This future camera captures the world in 3D models; yet another exciting innovation funded through Kickstarter.
At Redshark, we’ve been quietly observing this hot piece of kit since its Kickstarter campaign began on February 1. Now that it has surpassed its fundraising goal, it is no longer just a novel idea; it’s something (hopefully) on the road to completion.
Meet the Lynx A. According to the camera’s makers at Lynx Laboratory, the revolutionary capture device doesn’t take traditional 2D photos, instead delivering 3D models perfect for architectural modeling, visual effects, and 3D printing (yes, the resulting models are watertight).

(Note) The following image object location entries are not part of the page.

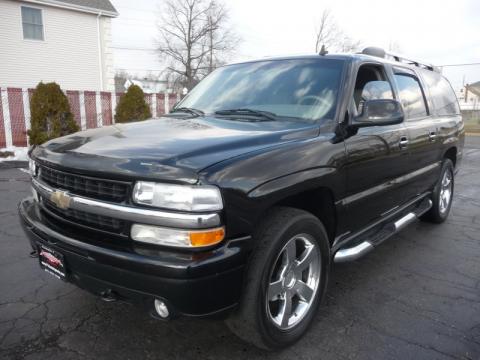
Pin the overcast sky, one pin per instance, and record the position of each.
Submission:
(439, 32)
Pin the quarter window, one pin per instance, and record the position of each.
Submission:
(443, 96)
(411, 96)
(32, 23)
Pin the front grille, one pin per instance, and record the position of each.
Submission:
(100, 222)
(107, 190)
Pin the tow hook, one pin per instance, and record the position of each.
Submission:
(108, 295)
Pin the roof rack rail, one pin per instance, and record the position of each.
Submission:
(379, 52)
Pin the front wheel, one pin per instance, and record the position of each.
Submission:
(285, 281)
(442, 195)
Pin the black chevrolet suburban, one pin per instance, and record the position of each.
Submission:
(238, 202)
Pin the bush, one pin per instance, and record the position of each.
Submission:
(50, 114)
(132, 106)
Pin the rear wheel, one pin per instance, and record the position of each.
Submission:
(442, 195)
(285, 281)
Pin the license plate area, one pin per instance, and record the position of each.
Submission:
(52, 262)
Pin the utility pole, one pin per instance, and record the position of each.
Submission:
(210, 33)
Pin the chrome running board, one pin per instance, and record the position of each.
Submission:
(355, 252)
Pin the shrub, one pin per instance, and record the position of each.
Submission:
(132, 106)
(50, 114)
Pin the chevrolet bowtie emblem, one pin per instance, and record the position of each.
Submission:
(61, 199)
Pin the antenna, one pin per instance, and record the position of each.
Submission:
(323, 51)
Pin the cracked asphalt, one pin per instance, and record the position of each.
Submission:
(416, 297)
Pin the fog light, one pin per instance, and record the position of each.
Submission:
(175, 237)
(161, 308)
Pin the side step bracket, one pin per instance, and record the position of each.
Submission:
(355, 252)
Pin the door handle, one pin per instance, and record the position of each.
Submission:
(403, 142)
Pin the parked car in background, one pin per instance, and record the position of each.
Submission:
(238, 202)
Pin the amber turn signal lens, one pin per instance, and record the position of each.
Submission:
(207, 237)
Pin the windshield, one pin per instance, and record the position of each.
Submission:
(305, 89)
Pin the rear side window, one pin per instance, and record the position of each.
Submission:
(443, 96)
(411, 95)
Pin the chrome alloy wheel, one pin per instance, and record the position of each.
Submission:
(293, 282)
(445, 192)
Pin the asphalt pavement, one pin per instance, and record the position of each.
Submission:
(416, 297)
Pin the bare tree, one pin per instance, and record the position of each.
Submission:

You have three modes to choose from: scene modeling, object modeling, and motion capture. In all modes, you scan your object or environment and the camera records data and displays the process through a 14” LCD screen. You can preview and playback recorded models, navigating the recorded 3D material via joystick control, and export to common file formats, such as OBJ, STL, BVH, PLY and others.
Similar to Autodesk’s 123d Catch, the Lynx A aims to take the need for ‘expertise’ out of the equation, providing an important shortcut to the creative process. The Lynx A distinguishes itself by being a fully-featured hardware-based solution, boasting a new i5 processor, 500GB internal storage, and USB 3.0 and HDMI outputs.
Is it worth it?
In the makers’ own words: “The Lynx A camera is for anyone who wants or needs 3D content. Whether you're an architectural surveyor, VFX artist, video game engineer, maker, or just think its cool, you'll find the content produced by our camera to be useful and easy to acquire.”

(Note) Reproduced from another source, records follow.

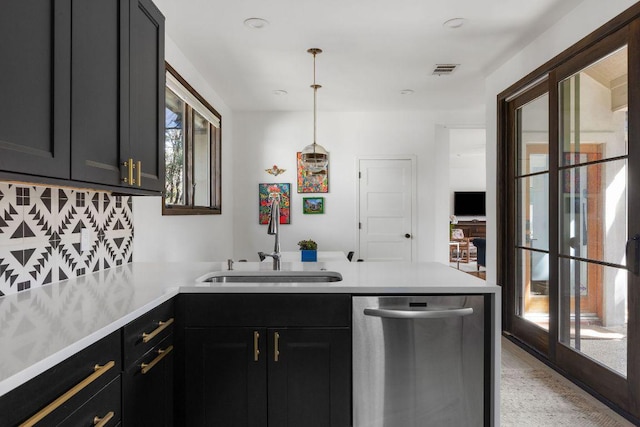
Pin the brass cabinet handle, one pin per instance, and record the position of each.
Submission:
(129, 178)
(146, 337)
(256, 351)
(101, 422)
(146, 367)
(139, 173)
(98, 371)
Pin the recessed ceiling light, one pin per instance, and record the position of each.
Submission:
(256, 23)
(453, 23)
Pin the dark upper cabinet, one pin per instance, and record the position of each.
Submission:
(146, 93)
(117, 93)
(99, 101)
(35, 87)
(83, 92)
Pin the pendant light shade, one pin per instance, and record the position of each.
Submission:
(314, 157)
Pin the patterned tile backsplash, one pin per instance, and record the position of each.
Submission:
(40, 231)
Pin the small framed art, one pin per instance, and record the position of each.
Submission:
(313, 205)
(266, 193)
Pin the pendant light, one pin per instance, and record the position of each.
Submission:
(314, 157)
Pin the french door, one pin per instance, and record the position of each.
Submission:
(571, 240)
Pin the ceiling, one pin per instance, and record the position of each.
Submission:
(373, 49)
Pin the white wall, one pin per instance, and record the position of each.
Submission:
(263, 139)
(584, 19)
(193, 237)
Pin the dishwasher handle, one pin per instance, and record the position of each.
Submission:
(418, 314)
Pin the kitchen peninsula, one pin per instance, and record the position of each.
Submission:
(45, 326)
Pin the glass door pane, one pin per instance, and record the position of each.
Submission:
(593, 211)
(532, 198)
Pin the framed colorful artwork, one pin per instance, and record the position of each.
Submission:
(268, 191)
(312, 182)
(312, 205)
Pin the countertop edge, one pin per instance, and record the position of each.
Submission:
(19, 378)
(11, 383)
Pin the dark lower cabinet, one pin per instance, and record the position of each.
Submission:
(148, 388)
(292, 369)
(310, 383)
(77, 391)
(148, 377)
(226, 381)
(256, 377)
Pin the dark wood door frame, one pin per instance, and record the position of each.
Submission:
(620, 393)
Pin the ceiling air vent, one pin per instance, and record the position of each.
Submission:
(444, 69)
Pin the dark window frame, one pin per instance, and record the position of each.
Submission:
(215, 160)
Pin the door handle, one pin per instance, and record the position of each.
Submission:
(633, 264)
(418, 314)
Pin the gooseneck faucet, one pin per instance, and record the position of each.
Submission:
(274, 230)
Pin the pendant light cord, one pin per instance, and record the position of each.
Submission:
(315, 87)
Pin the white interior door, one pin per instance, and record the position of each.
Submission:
(386, 209)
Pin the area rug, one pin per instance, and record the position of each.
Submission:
(532, 397)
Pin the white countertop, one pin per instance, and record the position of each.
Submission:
(46, 325)
(323, 256)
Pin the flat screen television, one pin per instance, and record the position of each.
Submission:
(469, 203)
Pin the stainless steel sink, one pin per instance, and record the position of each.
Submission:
(269, 276)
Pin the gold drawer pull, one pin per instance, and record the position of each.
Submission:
(101, 422)
(98, 371)
(139, 173)
(129, 178)
(146, 337)
(256, 351)
(276, 347)
(146, 367)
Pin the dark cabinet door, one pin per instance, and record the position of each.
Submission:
(225, 377)
(310, 377)
(34, 83)
(148, 388)
(147, 94)
(99, 90)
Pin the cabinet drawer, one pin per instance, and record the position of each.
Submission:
(77, 378)
(148, 388)
(141, 335)
(103, 406)
(266, 310)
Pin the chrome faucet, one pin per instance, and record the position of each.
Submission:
(274, 230)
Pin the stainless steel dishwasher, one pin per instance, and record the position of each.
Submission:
(419, 361)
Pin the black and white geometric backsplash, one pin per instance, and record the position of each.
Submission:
(40, 234)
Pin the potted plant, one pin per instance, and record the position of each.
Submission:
(308, 250)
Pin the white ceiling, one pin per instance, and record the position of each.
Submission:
(373, 49)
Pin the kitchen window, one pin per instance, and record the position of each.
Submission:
(192, 151)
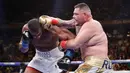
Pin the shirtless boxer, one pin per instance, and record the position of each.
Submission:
(91, 39)
(45, 42)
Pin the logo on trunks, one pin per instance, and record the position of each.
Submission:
(107, 64)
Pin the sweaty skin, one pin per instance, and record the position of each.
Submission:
(49, 39)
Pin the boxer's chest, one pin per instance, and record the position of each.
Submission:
(47, 38)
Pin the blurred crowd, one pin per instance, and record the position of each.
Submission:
(119, 48)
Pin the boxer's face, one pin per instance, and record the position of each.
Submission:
(79, 16)
(37, 34)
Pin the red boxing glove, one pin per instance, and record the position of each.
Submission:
(54, 22)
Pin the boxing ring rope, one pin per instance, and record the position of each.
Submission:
(73, 62)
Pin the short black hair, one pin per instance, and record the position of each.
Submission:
(34, 25)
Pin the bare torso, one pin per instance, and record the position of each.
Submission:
(49, 40)
(97, 44)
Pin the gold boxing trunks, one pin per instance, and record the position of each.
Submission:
(95, 65)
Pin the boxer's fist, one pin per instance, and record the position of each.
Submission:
(64, 63)
(22, 47)
(44, 19)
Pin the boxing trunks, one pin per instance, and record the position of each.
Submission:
(46, 62)
(95, 65)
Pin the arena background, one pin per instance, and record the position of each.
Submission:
(113, 14)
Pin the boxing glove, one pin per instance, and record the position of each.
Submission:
(64, 63)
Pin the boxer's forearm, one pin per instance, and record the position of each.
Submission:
(72, 44)
(47, 20)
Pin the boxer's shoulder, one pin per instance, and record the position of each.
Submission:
(25, 27)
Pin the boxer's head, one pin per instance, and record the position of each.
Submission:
(35, 28)
(82, 13)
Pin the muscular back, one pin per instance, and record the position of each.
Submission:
(97, 43)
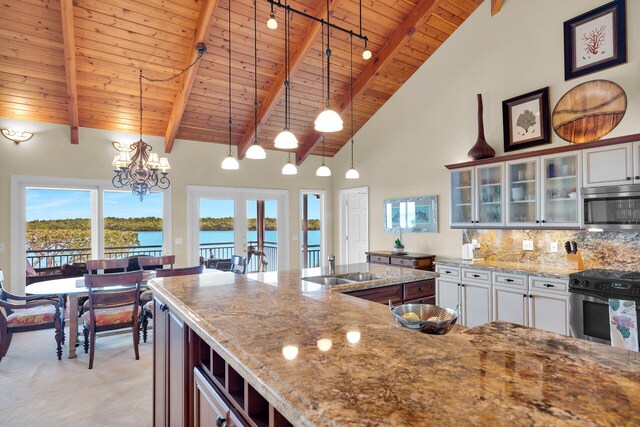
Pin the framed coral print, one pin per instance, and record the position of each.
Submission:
(525, 120)
(595, 40)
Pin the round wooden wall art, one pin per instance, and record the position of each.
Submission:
(589, 111)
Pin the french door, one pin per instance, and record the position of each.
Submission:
(239, 221)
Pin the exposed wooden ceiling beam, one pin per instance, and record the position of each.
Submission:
(496, 5)
(270, 102)
(399, 39)
(200, 36)
(68, 37)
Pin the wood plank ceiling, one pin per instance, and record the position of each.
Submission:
(42, 80)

In this observer’s eyes, there are a couple of sticking points. First, the device is described as a tablet, but if you’re thinking of a souped-up iPad, think again. The Lynx A is roughly the dimensions of a Monopoly game box, and at 6 pounds, significantly heavier. Then, there’s the price: the early-bird pricing stands at a stiff $1799 for the ‘object modeling model’, and $2699 for the full version with all three modes, which places the intriguing camera out of reach for the typical hobbyist. But for many professionals, the prospect of cutting significant hours out of their workflow makes the Lynx A an attractive buy that could pay for itself, one model at a time.